How graph databases work
Graph databases use an alternative approach to data representation by capturing information about entities and their attributes, as well as the relationships among those entities as first-class objects. The foundation of graph databases is mathematical graph theory. Graphs consist of a collection of vertices — which are also referred to as nodes or points — that represent the modeled entities, connected by edges — which are also referred to as links, connections or relationships — that capture the way that two entities are related.
For example, your database might refer to customers — which is one entity — who live at specific addresses — which become a different entity. Lives-At is one type of relationship that links a customer to a location and would be the label assigned to the edge between the specific customer node and the specific location node. Without the loss of generality, we can assume that every relationship can be represented as a triple consisting of a subject — the source of the edge — the relationship and the object — the target of the edge. For example:
132 Main Ave. Tenley, Md., 29817
This example is one instance of a more general triple relationship:
Most, if not all graph database systems are engineered to be able to ingest a representation of a graph consisting of two artifacts: The list of nodes and the list of edges between those nodes. Using this foundation, we can follow these graph data modeling steps to create those two artifacts:
- Find the entities. Review your data sets to identify those core nouns that could be either the subjects or objects of a relationship. Some examples include customer, employee, vendor, organization, location, purchase transaction, insurance claim, workflow step, product, part, movie, author, book, etc.

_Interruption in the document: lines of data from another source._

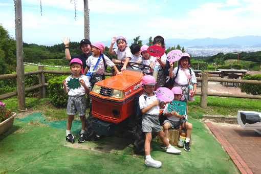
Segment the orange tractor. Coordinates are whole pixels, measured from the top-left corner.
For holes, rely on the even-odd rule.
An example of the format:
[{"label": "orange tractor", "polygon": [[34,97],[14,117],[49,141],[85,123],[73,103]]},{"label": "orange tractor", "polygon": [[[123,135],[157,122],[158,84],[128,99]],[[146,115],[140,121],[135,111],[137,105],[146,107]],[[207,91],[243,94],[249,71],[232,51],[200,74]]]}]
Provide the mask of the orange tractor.
[{"label": "orange tractor", "polygon": [[144,76],[142,70],[150,68],[136,64],[141,70],[127,69],[122,75],[111,77],[95,84],[89,94],[92,107],[85,128],[88,140],[96,141],[116,131],[130,131],[135,134],[134,152],[143,153],[145,137],[141,130],[141,118],[137,116],[136,107],[138,97],[143,93],[140,86]]}]

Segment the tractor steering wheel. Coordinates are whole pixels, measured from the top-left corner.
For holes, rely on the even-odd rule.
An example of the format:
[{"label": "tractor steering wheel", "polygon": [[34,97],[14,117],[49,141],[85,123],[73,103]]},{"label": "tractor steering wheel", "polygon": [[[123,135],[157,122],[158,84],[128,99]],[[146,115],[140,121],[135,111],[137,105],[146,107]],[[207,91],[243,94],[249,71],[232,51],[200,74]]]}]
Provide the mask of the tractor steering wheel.
[{"label": "tractor steering wheel", "polygon": [[137,63],[137,62],[133,62],[129,61],[128,62],[128,64],[129,65],[131,68],[134,69],[133,67],[137,68],[138,69],[140,69],[141,71],[143,71],[143,70],[151,70],[151,67],[150,66],[147,66],[145,64]]}]

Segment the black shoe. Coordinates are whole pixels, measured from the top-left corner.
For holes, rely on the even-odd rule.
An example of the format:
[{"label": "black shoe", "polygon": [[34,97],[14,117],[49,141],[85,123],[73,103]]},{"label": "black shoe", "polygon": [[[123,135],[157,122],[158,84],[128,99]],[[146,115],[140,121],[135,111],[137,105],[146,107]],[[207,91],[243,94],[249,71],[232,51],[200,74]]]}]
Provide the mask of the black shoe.
[{"label": "black shoe", "polygon": [[86,140],[86,137],[85,136],[84,134],[79,134],[80,138],[79,138],[79,140],[78,140],[78,143],[82,143],[85,141]]},{"label": "black shoe", "polygon": [[66,136],[66,141],[71,142],[72,143],[74,143],[74,136],[71,134],[68,134]]},{"label": "black shoe", "polygon": [[188,142],[187,143],[185,142],[184,146],[184,149],[187,151],[190,151],[190,149],[189,148],[189,142]]}]

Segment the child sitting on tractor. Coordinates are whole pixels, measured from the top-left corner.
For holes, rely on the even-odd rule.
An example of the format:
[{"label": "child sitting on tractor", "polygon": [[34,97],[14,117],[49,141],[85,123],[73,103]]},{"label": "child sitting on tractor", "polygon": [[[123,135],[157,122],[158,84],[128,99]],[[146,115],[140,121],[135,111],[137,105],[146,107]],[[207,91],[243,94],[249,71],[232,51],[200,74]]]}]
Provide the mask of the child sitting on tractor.
[{"label": "child sitting on tractor", "polygon": [[[144,144],[145,160],[145,164],[148,166],[155,168],[160,167],[161,162],[154,160],[150,156],[150,142],[152,140],[152,133],[156,132],[160,136],[162,142],[167,148],[166,153],[180,154],[181,151],[171,146],[167,140],[165,133],[161,129],[159,121],[160,106],[163,106],[165,102],[159,101],[155,92],[155,78],[150,75],[145,75],[142,77],[140,86],[144,90],[144,93],[140,96],[139,104],[143,114],[142,119],[142,131],[145,133]],[[145,97],[146,97],[146,99]],[[169,103],[167,101],[166,103]]]}]

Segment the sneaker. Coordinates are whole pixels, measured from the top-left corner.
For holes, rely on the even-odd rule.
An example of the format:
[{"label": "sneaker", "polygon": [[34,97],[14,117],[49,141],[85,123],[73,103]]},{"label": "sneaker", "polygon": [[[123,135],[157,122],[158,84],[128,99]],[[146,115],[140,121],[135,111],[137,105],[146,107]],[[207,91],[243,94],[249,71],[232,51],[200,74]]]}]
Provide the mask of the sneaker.
[{"label": "sneaker", "polygon": [[145,164],[147,166],[155,168],[160,168],[161,166],[161,162],[154,160],[153,159],[150,159],[149,160],[145,160]]},{"label": "sneaker", "polygon": [[160,146],[160,148],[165,149],[166,148],[167,148],[167,146],[165,145],[165,144],[162,144]]},{"label": "sneaker", "polygon": [[66,141],[71,142],[72,143],[74,143],[74,136],[69,134],[68,136],[66,136]]},{"label": "sneaker", "polygon": [[86,140],[86,137],[85,136],[84,134],[79,134],[80,137],[79,138],[79,140],[78,140],[78,143],[82,143],[85,141]]},{"label": "sneaker", "polygon": [[187,151],[190,151],[190,149],[189,148],[189,142],[186,142],[184,143],[184,149]]},{"label": "sneaker", "polygon": [[170,147],[168,148],[167,149],[167,151],[166,151],[167,153],[168,154],[180,154],[181,153],[181,151],[177,149],[175,147],[171,146]]}]

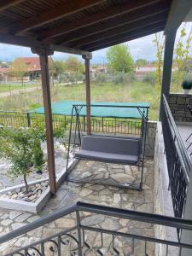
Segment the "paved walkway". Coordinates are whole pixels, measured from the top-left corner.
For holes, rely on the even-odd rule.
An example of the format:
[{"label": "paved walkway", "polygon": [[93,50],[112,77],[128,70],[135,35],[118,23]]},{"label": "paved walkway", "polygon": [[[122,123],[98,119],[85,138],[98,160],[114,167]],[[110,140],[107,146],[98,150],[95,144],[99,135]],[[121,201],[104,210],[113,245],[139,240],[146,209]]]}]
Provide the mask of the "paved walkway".
[{"label": "paved walkway", "polygon": [[[96,162],[87,162],[87,165],[94,165],[98,172],[103,166],[101,166]],[[80,161],[76,167],[82,172],[86,170],[86,162]],[[119,169],[124,169],[120,165],[111,165],[111,169],[114,173],[119,173]],[[75,170],[73,171],[75,172]],[[57,194],[53,196],[46,204],[43,211],[38,214],[32,214],[29,212],[0,209],[0,233],[1,235],[7,234],[20,226],[23,226],[33,220],[46,216],[49,212],[53,212],[57,209],[61,209],[75,201],[84,201],[94,204],[111,206],[124,209],[132,209],[135,211],[141,211],[146,212],[153,212],[154,208],[154,164],[152,160],[148,160],[145,165],[144,172],[144,184],[142,192],[131,190],[128,189],[119,189],[117,187],[90,184],[90,183],[75,183],[71,182],[65,182],[58,189]],[[75,216],[70,214],[65,218],[60,218],[53,223],[50,223],[42,228],[38,228],[34,231],[26,234],[25,236],[17,238],[14,241],[5,243],[0,247],[0,255],[4,255],[5,253],[11,252],[21,246],[27,245],[38,241],[40,238],[45,238],[52,236],[56,232],[60,232],[67,228],[72,228],[75,225]],[[153,225],[150,224],[137,223],[132,220],[119,219],[118,218],[105,217],[102,215],[90,214],[83,212],[81,214],[81,220],[83,224],[101,227],[108,230],[118,230],[120,232],[131,232],[137,235],[145,235],[148,236],[154,236]],[[74,231],[73,233],[73,236]],[[70,239],[67,238],[68,242],[65,240],[63,244],[63,254],[61,255],[77,255],[72,254],[74,249],[74,244],[70,243]],[[142,256],[142,255],[154,255],[154,246],[147,244],[146,252],[144,252],[144,243],[137,240],[115,237],[114,247],[113,247],[113,237],[111,235],[103,235],[103,244],[101,245],[101,233],[92,231],[86,231],[84,240],[91,247],[101,247],[101,252],[103,255],[126,255],[126,256]],[[70,246],[69,246],[70,244]],[[133,251],[134,244],[134,251]],[[57,255],[56,250],[54,252],[55,245],[48,243],[45,246],[45,255],[53,256]],[[115,253],[116,250],[119,254]],[[71,254],[67,252],[71,250]],[[88,248],[86,247],[86,250]],[[33,251],[34,253],[34,251]],[[146,254],[145,254],[146,253]],[[37,252],[32,255],[39,255]],[[94,249],[90,249],[84,255],[97,255]]]}]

- Find each entity’s properties. Entity properties are similar to entity attributes in the relational model. For example, a movie’s properties might include year, format and copyright information. However, once you identify attributes that are also entities, you can start to identify relationships.
- Find each relationship’s properties. These are the attributes associated with the links between entities. To continue our example, an actor might play a role in a stage play for a limited engagement, making the start date and end date properties of the play’s relationship between an actor and a role.
The mechanics of developing the prototype involve a series of source data set scans. The first set of scans find the unique set of entities of each entity class, along with the properties for each of those entities. Once the full set of entities is accumulated, that collection of vertices can be output to a persistent file that can subsequently be ingested by the graph database system.
The second set of scans will extract the relationships between the different entities, along with the properties of those links. Because these relationships link known entities, make sure that you collect only relationship triples that refer to the entities logged during the prior set of scans. When those edges have been accumulated, output the triples to a persistent edges file.
Together, those two files — the vertices and the edges — represent the graph. This exercise combines a repeatable process for extracting a graph from the source data with the actual artifacts that can be loaded into a graph database system. The result is a simplified method for creating prototypes for the evaluation of different graph database tools.